Spatial Frequency-Based Objective Function for Optimization of Dose Heterogeneity in Grid Therapy

University essay from Stockholms universitet/Fysikum

Abstract: In this project we introduced a spatial frequency-based objective function for optimization of dose distributions used in spatially fractionated radiotherapy (also known as grid therapy). Several studies indicate that tissues can tolerate larger mean doses of radiation if the dose is delivered heterogeneously or to a partial volume of the organ. The objective function rewards heterogeneous dose distributions in the collaterally irradiated healthy tissues and is based on the concept of a maximum stem-cell migration distance. The stem-cell depletion hypothesis stipulates that damaged tissues can be repopulated by nearby surviving stem-cells within a critical volume outlined by the maximum migration distance.
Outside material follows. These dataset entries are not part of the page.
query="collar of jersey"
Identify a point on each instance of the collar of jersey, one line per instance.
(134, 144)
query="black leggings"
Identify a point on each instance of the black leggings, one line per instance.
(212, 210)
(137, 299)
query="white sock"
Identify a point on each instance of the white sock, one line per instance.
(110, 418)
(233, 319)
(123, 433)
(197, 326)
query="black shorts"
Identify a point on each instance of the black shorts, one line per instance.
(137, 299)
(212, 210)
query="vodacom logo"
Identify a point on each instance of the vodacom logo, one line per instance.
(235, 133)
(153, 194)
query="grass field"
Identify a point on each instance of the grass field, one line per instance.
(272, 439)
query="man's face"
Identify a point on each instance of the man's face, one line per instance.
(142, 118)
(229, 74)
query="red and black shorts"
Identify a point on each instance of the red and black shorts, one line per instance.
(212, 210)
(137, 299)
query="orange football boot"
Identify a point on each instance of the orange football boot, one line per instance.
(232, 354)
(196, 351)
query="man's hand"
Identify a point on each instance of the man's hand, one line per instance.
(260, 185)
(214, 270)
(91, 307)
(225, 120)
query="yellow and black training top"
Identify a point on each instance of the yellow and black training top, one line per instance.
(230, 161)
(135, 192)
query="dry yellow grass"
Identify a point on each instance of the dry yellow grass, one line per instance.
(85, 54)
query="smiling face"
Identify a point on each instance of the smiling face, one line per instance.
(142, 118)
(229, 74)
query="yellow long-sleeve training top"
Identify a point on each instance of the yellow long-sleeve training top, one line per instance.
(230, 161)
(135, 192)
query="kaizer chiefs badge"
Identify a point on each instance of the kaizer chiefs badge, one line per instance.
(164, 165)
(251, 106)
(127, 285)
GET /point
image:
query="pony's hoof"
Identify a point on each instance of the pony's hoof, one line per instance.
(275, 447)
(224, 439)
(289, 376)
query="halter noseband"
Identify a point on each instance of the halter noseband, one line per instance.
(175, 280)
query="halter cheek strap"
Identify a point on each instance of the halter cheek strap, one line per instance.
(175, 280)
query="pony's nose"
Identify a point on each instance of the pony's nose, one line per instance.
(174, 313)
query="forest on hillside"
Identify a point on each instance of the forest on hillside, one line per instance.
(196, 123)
Proton grid therapy dose distributions were calculated to study the viability of our spatial frequency-based objective function. These were computed analytically with a proton pencil beam dose kernel. A multi-slit collimator placed flush against the surface of a water phantom defined the entrance fluence. The collimator geometry was described by two free parameters: the slit width and the number of slits within a specified field width. Organs at risk (OARs) and a planning target volume (PTV) were defined. Two dose constraints were set on the PTV and objective function values were computed for the OARs. The objective function measures the high-frequency content of a masked dose distribution, where the distinction between low- and high frequencies was made based on a characteristic distance. Out of the feasible solutions, the irradiation geometry that produced the maximum objective function value was selected as the optimal solution. With the spatial frequency-based objective function we were able to find, by brute-force search, unique optimal solutions to the constrained optimization problem. The optimal solutions were found on the boundary of the solution space. The objective function can be applied directly to arbitrarily shaped regions of interest and to dose distributions produced by multiple field angles. The next step is to implement the objective function in an optimization environment of a commercial treatment planning system (TPS).